M. Perras, qui a construit sa maison selon les exigences de la réglementation municipale sur l’aménagement dans la bande riveraine et le littoral, a utilisé des matériaux hydrofuges pour sceller les fondations de la maison, conçues «comme une coque de paquebot», souligne-t-il. La plupart de ses voisins ont pour leur part renoncé à avoir un sous-sol et ont construit leur maison au-dessus de la cote d’inondation.

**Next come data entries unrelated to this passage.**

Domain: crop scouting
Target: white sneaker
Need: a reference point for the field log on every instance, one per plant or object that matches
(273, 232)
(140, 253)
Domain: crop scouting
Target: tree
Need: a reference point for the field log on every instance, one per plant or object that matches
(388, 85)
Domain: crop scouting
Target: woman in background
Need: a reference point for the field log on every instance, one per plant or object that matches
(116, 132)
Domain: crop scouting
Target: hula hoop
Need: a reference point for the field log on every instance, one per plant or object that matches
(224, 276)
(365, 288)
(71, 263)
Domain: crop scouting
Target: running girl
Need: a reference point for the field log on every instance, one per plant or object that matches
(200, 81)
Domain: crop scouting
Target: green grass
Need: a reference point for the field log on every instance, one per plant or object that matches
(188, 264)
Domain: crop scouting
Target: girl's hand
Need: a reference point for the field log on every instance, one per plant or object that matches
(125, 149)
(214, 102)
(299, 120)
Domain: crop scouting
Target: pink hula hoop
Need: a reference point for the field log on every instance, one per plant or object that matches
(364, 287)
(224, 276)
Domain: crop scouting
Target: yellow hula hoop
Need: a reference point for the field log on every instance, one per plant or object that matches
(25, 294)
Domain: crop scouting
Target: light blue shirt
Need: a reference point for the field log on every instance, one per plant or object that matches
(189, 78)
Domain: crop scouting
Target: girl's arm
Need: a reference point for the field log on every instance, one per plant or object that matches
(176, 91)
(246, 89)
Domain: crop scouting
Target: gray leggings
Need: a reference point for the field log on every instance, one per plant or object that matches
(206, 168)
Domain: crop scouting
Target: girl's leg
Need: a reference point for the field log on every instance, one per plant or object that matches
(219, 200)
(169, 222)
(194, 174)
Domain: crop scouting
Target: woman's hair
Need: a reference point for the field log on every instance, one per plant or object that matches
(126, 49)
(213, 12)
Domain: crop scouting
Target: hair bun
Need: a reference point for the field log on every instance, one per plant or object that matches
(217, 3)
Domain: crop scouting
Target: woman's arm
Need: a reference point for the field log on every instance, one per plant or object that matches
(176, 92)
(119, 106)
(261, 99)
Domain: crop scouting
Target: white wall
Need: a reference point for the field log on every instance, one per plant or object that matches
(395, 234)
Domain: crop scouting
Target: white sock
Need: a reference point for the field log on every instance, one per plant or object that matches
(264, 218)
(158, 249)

Selon M. Beaudry, il serait compliqué, pour ne pas dire impossible, d’obtenir l’autorisation du ministère pour relever le niveau de la rue. «Ça ne veut pas dire qu’on ne pourrait pas faire la demande; on n’a rien à perdre», dit-il. Quant aux inconvénients vécus par les citoyens du coin, il s’agit de continuer à téléphoner à la Ville, qui envoie des cols bleus sur place quand c’est possible, pour nettoyer les débris apportés par les flots, indique le porte-parole.
La municipalité fait ses devoirs en mettant en garde les gens qui décident de construire si près de l’eau, plaide M. Beaudry: avant de prendre une telle décision, ils ne sont pas sans savoir qu’à la vue magnifique, s’ajoutent certains désagréments.